I've just had the NCT session with the breastfeeding counsellor. I'm doing NCT because I'm pregnant with my first biological baby; I'm on my own and I have a 9 year old who's my ex-partner's biological daughter, and she and I did NCT then too - so obviously, I do get that some bits will be less relevant to me. But mostly it's been useful as I've never given birth before, and when we did NCT most of a decade ago I was concentrating more on the 'partner' stuff. Anyway, that's the background.
The counsellor started out by describing how, when a baby is born, it can crawl up its mother to find the breast and latch on for itself. She went on about this at some length. Someone asked if this is something likely to happen with a NHS birth and she said absolutely it was. Then she asked if anyone had questions about establishing breastfeeding, so I asked if she had tips for if you had a less-than-ideal birth and no skin-to-skin. I was expecting tips about getting a baby to latch or whatever.

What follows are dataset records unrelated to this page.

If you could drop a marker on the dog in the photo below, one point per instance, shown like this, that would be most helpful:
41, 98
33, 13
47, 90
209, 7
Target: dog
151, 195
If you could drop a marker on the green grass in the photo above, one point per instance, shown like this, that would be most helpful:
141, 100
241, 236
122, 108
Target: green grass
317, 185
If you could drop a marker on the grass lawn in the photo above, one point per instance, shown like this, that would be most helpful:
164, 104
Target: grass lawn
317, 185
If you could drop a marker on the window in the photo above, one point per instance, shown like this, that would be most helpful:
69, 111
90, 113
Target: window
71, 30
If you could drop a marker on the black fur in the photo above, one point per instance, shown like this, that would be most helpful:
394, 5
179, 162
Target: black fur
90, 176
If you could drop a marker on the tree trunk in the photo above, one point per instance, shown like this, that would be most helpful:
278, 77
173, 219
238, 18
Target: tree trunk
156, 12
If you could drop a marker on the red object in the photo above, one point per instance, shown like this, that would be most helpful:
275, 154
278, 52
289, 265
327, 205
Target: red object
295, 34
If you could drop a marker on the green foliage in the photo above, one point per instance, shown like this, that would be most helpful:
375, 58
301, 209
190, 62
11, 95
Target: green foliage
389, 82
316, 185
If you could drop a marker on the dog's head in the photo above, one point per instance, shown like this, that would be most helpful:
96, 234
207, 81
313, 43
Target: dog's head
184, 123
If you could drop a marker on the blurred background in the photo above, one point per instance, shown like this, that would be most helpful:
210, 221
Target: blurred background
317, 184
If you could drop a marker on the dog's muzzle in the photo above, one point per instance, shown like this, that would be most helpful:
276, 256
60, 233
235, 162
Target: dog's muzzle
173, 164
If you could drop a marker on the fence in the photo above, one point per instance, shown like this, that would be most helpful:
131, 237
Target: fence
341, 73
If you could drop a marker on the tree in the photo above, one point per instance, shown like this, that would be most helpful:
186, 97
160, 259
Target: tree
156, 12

She said in that case, you could feed the baby expressed milk with syringe, then 'later on' try to 'establish' breastfeeding (but no indication of how). Apparently those were the two options: either your baby crawls up your body as nature intended, or you're onto syringe feeding. I thought this was utterly bonkers so the session didn't start well for me.
After that, virtually every question someone asked about FF or feeding expressed milk, she'd look confused and reply 'well ... you could do that. It's your choice! Whatever choice you make is up to you!' Clearly people were asking for actual advice, and clearly she'd been told she wasn't allowed to insist breastfeeding was the be-all and end-all, but she also had nothing helpful to say about anything else.

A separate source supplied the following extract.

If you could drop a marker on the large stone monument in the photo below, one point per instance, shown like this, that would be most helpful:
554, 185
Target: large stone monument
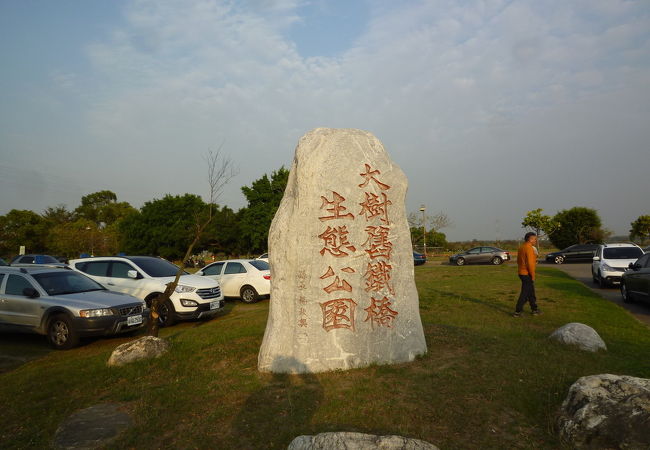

At some point she split us into two groups and said she'd teach the partners how breastfeeding should work and then they would teach the mums, and she said since I was on my own she'd teach me. She talked me through it and I asked about positions after a c-section, and she replied 'I can only talk about what's straightforward' then got up and walked off, so I was sitting there on my own while everyone else carried on talking. Roughly 40% of women have sections! It's not a niche thing!
I am fully aware other people in the group found it a bit crap; there was a bit of muttering and we were all pretty obviously clockwatching.
Is it me, or is this really shit?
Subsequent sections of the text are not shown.